Pandeglang – Globalmediatama.com, Asosiasi Wartawan Demokrasi Indonesia (AWDI) DPC Pandeglang mendesak aparat penegak hukum (APH) dan dinas terkait untuk segera menindaklanjuti dugaan pungutan liar (pungli) dalam pelaksanaan Program Pendaftaran Tanah Sistematis Lengkap (PTSL) di Desa Mahendra, Kecamatan Cibaliung, Kabupaten Pandeglang.
Sekretaris Jenderal AWDI DPC Pandeglang, Jaka Somantri, menjelaskan bahwa pihaknya menerima laporan dari warga mengenai adanya pungutan di luar ketentuan resmi yang dilakukan oleh oknum panitia PTSL.
> “Kami mendapatkan laporan warga bahwa ada pungutan yang tidak sesuai aturan. Program PTSL seharusnya gratis atau hanya dikenakan biaya resmi sesuai ketentuan pemerintah. Kalau ada oknum yang bermain, itu jelas melanggar hukum dan merugikan masyarakat. APH harus bergerak cepat,” tegas Jaka, Jumat (8/8/2025).
Seorang warga yang enggan disebutkan namanya mengaku diminta membayar ratusan ribu rupiah untuk mempercepat proses sertifikat tanah melalui PTSL.
> “Kata panitia, kalau mau sertifikat cepat jadi, harus bayar Rp 500 ribu. Kami terpaksa bayar karena takut nanti malah dipersulit,” ungkapnya.

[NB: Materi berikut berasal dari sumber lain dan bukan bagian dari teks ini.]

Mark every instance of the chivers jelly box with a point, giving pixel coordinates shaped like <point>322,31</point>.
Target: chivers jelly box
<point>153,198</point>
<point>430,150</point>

Program PTSL merupakan inisiatif strategis pemerintah pusat yang dirancang untuk mempercepat penerbitan sertifikat tanah secara mudah, murah, dan pasti. Pemerintah menanggung biaya utama seperti sosialisasi, pengukuran, dan penerbitan sertifikat. Sementara biaya yang dibebankan kepada masyarakat terbatas pada keperluan administratif ringan, dan besarnya telah diatur secara resmi dalam Surat Keputusan Bersama (SKB) Tiga Menteri.
Ini Contoh besaran biaya maksimal menurut SKB:
Jawa dan Bali: Rp 150.000
Sumatera dan Kepulauan Riau: Rp 200.000
Kalimantan, Sulawesi, Nusa Tenggara, Maluku, dan Papua: Rp 250.000
Aturan ini bertujuan menjaga transparansi dan meringankan beban masyarakat—setiap pungutan di atas batas maksimal tersebut dinyatakan melanggar ketentuan dan dapat dilaporkan, walau tanpa kwitansi, asalkan disertai keterangan dari minimal tiga saksi yang dirugikan.
Hingga berita ini diterbitkan, Kepala Desa Mahendra belum memberikan klarifikasi. Upaya konfirmasi lewat WhatsApp juga belum mendapat respons.
AWDI menegaskan akan terus mengawal perkembangan kasus ini hingga tuntas demi memastikan hak masyarakat terlindungi dan program pemerintah berjalan sesuai aturan.